The longstanding debate over whether medication-assisted treatment with methadone or buprenorphine constitutes recovery was reinvigorated last week when Health and Human Services (HHS) Secretary Tom Price told a West Virginia newspaper, “If we just simply substitute buprenorphine or methadone or some other opioid-type medication for the opioid addiction, then we haven't moved the dial much.”
Several addiction specialists reacted harshly to Price's comments, Politico reported. American Society of Addiction Medicine (ASAM) legislative chair Corey Waller said Price, a surgeon, was “moving out of the world of scientific fact into the world of alternative facts.” Waller is a New Jersey physician.
A treatment field that once hailed the words of support from former national drug czar Barry McCaffrey about methadone's essential role in treatment as a landmark development was clearly worried last week that Price's comments could represent a step back in the fight against stigma. HHS spokesperson Alleigh Marre later clarified Price's position, emphasizing that the secretary and former congressman supports numerous treatment strategies.

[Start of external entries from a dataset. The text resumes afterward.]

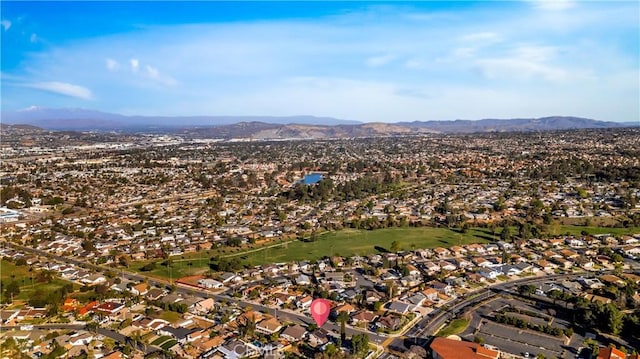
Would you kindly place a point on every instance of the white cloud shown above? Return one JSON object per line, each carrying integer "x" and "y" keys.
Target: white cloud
{"x": 510, "y": 62}
{"x": 526, "y": 62}
{"x": 377, "y": 61}
{"x": 112, "y": 65}
{"x": 482, "y": 37}
{"x": 154, "y": 74}
{"x": 63, "y": 88}
{"x": 553, "y": 5}
{"x": 536, "y": 53}
{"x": 520, "y": 69}
{"x": 135, "y": 64}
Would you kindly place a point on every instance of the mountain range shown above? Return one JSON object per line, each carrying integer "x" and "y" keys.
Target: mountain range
{"x": 284, "y": 127}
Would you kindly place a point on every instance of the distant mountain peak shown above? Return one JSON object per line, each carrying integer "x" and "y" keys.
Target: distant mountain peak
{"x": 301, "y": 126}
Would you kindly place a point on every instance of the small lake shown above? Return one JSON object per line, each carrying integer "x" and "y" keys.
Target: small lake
{"x": 312, "y": 178}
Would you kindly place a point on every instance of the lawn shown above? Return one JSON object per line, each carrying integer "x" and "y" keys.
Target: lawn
{"x": 10, "y": 271}
{"x": 170, "y": 316}
{"x": 457, "y": 326}
{"x": 350, "y": 242}
{"x": 169, "y": 344}
{"x": 21, "y": 274}
{"x": 161, "y": 340}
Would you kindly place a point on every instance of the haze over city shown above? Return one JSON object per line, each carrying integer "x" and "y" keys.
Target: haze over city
{"x": 361, "y": 61}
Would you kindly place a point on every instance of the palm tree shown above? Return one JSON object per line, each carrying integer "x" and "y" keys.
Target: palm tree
{"x": 342, "y": 319}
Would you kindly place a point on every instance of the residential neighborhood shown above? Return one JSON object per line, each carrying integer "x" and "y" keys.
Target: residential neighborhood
{"x": 169, "y": 247}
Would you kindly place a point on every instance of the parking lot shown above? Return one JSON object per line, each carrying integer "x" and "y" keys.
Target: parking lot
{"x": 518, "y": 341}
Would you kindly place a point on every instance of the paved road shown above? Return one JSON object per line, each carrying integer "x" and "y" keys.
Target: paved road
{"x": 45, "y": 326}
{"x": 188, "y": 290}
{"x": 102, "y": 331}
{"x": 424, "y": 329}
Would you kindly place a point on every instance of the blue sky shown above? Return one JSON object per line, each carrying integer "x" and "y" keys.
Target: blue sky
{"x": 364, "y": 61}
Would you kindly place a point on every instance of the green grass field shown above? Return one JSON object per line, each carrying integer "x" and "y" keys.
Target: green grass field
{"x": 21, "y": 274}
{"x": 456, "y": 326}
{"x": 349, "y": 242}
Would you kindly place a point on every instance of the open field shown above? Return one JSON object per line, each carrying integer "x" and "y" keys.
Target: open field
{"x": 456, "y": 326}
{"x": 28, "y": 285}
{"x": 349, "y": 242}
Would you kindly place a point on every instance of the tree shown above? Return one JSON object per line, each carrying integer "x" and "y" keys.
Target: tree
{"x": 12, "y": 290}
{"x": 527, "y": 289}
{"x": 342, "y": 319}
{"x": 505, "y": 235}
{"x": 360, "y": 344}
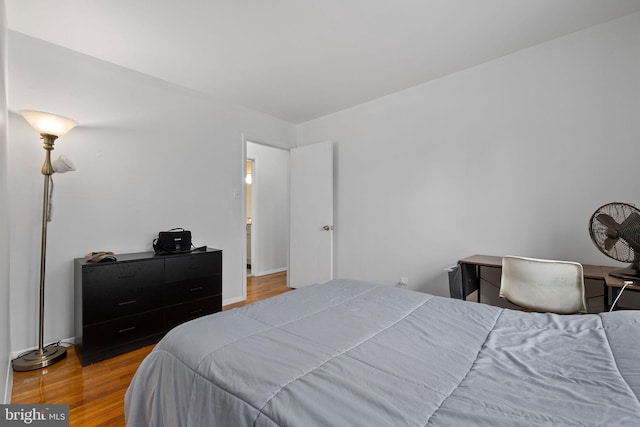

“Rather than discard avenues to treatment or embrace a one-size-fits-all mantra, Dr. Price has argued that we should be open and supportive of additional ways to treat the individual battling opioid addiction,” Marre said.
In his comments to the West Virginia newspaper, Price had suggested he was encouraged by the emergence of the opioid antagonist Vivitrol, the injectable form of naltrexone.
Recently dismissed U.S. Surgeon General Vivek Murthy, who made significant inroads for the field last year with his office's report on addiction, responded to Price's comments by citing a number of Murthy's recently posted Tweets, including, “Some see medication-assisted treatment as substituting one substance for another and promote abstinence-only. This is not backed by science.”